Het meisje vertelt snikkend haar naam en strekt haar armen met het dekentje naar Tante Jans uit.
‘Ach mijn lieve kind. Is er iets met je knuffel,’ vraagt Tante Jans en neemt het dekentje van haar over.
Het meisje kijkt haar aan en vraagt zich af of ze er wel goed aan heeft gedaan om hier te komen. Tante Jans is wel heel oud, misschien is ze wel een heks, denkt ze.

De overige poppen en knuffels in de winkel hebben intussen ook wel in de gaten dat er iets bijzonders aan de hand is en buigen zich een klein beetje naar voren. Ze willen niets missen van wat er in de winkel gebeurt. Tante Jans probeert intussen het meisje wat op haar gemak te stellen en vraagt of ze misschien een kaakje wil. Het meisje knikt en verliest haar angst en fluistert: ‘Mevrouw mijn…., mijn Josien is heel erg gewond. Tot bloedens toe. Ik denk zelfs dat ze doodgaat, of misschien is ze dat al. Ze is mijn lievelingspop. Opa heeft haar meegenomen uit een heel ver land. Dat is al heel lang geleden, want de pop is van mijn mama geweest. Mama is dood en ik mis haar. Ik kan mijn lievelingspop echt niet missen. Zij troost mij altijd. Kunt u haar beter maken?’
Beer kijkt en luistert aandachtig wat het meisje te vertellen heeft en heimelijk loopt er een traan uit zijn ogen.

‘Loop maar gauw met me mee naar de kamer hiernaast, dan zal ik kijken wat ik voor haar kan doen,’ antwoordt Tante Jans.

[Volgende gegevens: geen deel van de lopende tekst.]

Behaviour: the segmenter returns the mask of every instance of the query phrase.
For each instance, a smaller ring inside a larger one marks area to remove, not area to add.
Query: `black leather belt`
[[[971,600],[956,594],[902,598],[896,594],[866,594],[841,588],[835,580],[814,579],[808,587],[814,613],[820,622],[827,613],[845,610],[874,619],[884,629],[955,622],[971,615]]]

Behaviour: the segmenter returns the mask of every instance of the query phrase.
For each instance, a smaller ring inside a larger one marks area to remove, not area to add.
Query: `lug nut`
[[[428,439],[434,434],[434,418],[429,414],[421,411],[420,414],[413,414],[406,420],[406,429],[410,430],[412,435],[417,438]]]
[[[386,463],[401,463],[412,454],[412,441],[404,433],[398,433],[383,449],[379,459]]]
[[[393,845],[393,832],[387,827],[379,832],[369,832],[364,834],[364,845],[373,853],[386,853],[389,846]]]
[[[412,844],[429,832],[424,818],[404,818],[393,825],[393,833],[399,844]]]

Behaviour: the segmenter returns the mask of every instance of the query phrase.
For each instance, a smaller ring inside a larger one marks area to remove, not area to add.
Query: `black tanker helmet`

Het meisje loopt achter haar aan en komt in een kamer die een beetje op een operatiekamer lijkt. Even moet ze denken aan die keer dat haar neusamandeltjes in het ziekenhuis moesten worden verwijderd.
‘U heeft een echte operatiekamer voor poppen,’ zegt ze en van Tante Jans krijgt ze een zakdoek, zodat ze haar tranen kan drogen.
Tante Jans bekijkt intussen de pop en het meisje staat op het krukje om te zien hoe Tante Jans haar lievelingspop behandeld.
‘Ziet u wel, ze zit helemaal onder het bloed. Kijk….., haar oog hangt eruit. Ziet u?’
Tante Jans onderzoekt de pop behendig en wrijft even langs haar kin. Even kijkt ze het meisje bedenkelijk aan.
‘Wordt ze weer beter? Alstublieft, zeg dat ze weer beter wordt. Ik hou zoveel van haar en kan echt niet zonder mijn allerliefste knuffelpop.’
Tante Jans neemt het meisje mee terug het winkeltje in en gaat op haar schommelstoel zitten. Ze neemt de handjes van het meisje in de hare en zegt: ‘Schat, ze moet eerst op krachten komen. Kom over een weekje weer terug en dan denk ik dat ze weer helemaal beter is. Maar ik beloof niets.’
Ze geeft het meisje een aai over haar bolletje en zonder nog iets te zeggen laat ze haar uit. Ze zwaait haar uit tot ze de steeg uit is en loopt dan weer terug naar de schommelstoel. Zachtjes schut ze wat met haar hoofd en dan komt er een glimlach om haar mond. ‘Die lieve schat, ze zal de komende week in zak en as zitten, maar dat is goed. Daar wordt ze groot van,’ fluistert ze.
De knuffels zijn opgetogen. Tante Jans gaat ervoor zorgen dat de pop van het meisje er weer als nieuw uit gaat zien. Daar zijn ze allemaal van overtuigd. Snel doen ze weer een stapje terug, zodat ze weer op hun eigen plekje staan.